Ozone Depletion
by S. Fred Singer
Chemical & Engineering News, July 12, 1993

Pamela Zurer's article (C&EN May 24) refers to me as a "persistent scoffer at the seriousness of ozone depletion," but nowhere does she explain my position. Here is some of the missing information.

  1. The validation of the (otherwise quite plausible) theory that stratospheric ozone is being depleted globally by CFCs requires three separate stages of proof--with the burden on those who advocate hasty actions that will cost consumers tens of billions of dollars in the coming decade.
    1. First of all, are the data sound? The Ozone Trends Panel (OTP) used data from the ground-based network of Dobson ozone spectrometers to assert--in a March 1988 press conference--that northern-hemisphere ozone was being depleted by CFCs. In the April 20, 1992 issue of the Journal of Geophysical Research, however, D. DeMuer and H. DeBacker, label the depletion as "fictitious." Their claim--not refuted, so far--is that the ozone data are contaminated by UV absorption from tropospheric sulfur dioxide.

    2. Even if the data were sound, there is the problem of extracting a small trend from a short ozone record that has a natural variability up to some hundreds of times greater. Even with much averaging, one is left with a natural variation of a few percent, related to the 11-year sunspot cycle--while the claimed trend is only about 2 percent per decade. The correlation between sunspot number and ozone content is by no means perfect; besides, each sunspot cycle is unique and each ozone cycle is different. Any claim that a statistical analysis of a time-limited data set can remove such natural variations must be viewed with great skepticism.
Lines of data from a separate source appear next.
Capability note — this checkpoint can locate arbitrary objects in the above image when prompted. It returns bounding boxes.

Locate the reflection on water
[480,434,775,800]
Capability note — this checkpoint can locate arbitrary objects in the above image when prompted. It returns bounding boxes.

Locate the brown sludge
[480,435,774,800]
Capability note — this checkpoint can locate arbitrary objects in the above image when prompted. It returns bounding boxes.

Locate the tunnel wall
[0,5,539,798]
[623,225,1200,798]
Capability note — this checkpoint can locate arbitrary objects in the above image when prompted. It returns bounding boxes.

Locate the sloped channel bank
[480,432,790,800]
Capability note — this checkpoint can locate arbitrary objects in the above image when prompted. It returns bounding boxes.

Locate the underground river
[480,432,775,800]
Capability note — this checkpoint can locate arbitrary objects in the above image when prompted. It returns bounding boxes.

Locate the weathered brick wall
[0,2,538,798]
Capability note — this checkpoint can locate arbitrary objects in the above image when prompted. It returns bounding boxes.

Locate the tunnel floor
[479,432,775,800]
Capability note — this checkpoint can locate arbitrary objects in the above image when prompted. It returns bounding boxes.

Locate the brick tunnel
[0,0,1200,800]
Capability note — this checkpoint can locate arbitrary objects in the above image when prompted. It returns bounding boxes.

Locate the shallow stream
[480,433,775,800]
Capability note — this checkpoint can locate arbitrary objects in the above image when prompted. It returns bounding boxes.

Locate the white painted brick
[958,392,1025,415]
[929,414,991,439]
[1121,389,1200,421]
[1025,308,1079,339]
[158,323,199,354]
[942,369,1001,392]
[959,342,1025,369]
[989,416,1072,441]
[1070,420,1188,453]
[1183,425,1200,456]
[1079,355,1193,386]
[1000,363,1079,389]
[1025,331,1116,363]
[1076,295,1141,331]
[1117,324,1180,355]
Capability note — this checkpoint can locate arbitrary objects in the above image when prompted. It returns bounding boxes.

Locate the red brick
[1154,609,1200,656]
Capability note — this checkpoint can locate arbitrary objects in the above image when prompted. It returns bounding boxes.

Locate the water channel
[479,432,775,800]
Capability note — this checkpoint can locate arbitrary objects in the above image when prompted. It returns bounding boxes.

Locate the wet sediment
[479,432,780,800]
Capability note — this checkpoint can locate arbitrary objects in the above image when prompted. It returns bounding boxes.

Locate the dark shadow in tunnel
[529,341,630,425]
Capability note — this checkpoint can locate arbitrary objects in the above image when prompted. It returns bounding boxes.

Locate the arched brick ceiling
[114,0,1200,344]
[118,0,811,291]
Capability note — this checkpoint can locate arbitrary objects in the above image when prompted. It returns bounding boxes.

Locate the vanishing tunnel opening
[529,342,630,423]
The OTP quotes a trend from 1969 (a sunspot maximum) to 1986 (a sunspot minimum!), but has the solar-cycle variation really been eliminated? Apparently not: the depletion trend is found to depend on the time interval selected for analysis [1].

    3. Finally, even if a long-term trend can be established, its cause cannot be assigned unless the mechanisms are understood and unless "fingerprints" support such a mechanism. For example, in view of known long-term trends in sunspot numbers, one would expect corresponding ozone variations of natural origin.

  2. Granted that stratospheric ozone can be depleted by CFCs or by natural factors, are such depletions "serious"? It is generally agreed that the intensity of solar UV-B increases by 5000 percent in going from the poles to the equator, primarily because of the change in average zenith angle of the sun. Thus, a 10 percent increase in UV-B, as a result of a 5 percent depletion of ozone, would also be experienced just by moving 60 miles towards the equator (at mid-latitudes). While non-melanoma skin cancers increase towards lower latitudes (at least partly because of longer exposures and other changes in lifestyle), I am not aware of increases in cataracts, damaged immune systems, ecological problems, etc. at lower latitudes (or higher altitudes).

  3. Ms. Zurer also claims that I have "retreated" from my assertion in 1989 that "volcanoes...contribute substantially to stratospheric chlorine and thus dilute the effects of CFCs." Any such statement about the relative effects of natural and human sources of chlorine must, of course, be based on data. Two studies by R. Zander et al, published in the prestigious Journal of Atmospheric Chemistry in 1987, claimed that the total columns of HCl and HF increased from 1977 to 1986 at rates of (0.75 + 0.2)% and (8.5 + 1)% per year, respectively. Since HF is ascribed entirely to CFCs, the much lower rate for HCl led many scientists--including me--to conclude that constant (i.e., natural) sources of stratospheric chlorine overwhelm the contribution from CFCs. The situation--and my own view--changed after 1991 when Curtis Rinsland and colleagues repeated Zander's measurements and reported increases for HCl and HF of (5.1 + 0.7)% and (10.9 + 1.1)% per year, respectively, for the period 1977-1990, suggesting CFCs as a major source. Rinsland et al conclude, however--and I tend to agree with them: "...in contrast to HF, there are significant natural as well as anthropogenic sources of HCl." [2]

  4. I note in passing that the Montreal Protocol was signed in November 1987, and that production limits on CFCs were tightened in the years 1987 to 1991--during a period when published scientific data indicated that CFCs were not an important source of stratospheric chlorine.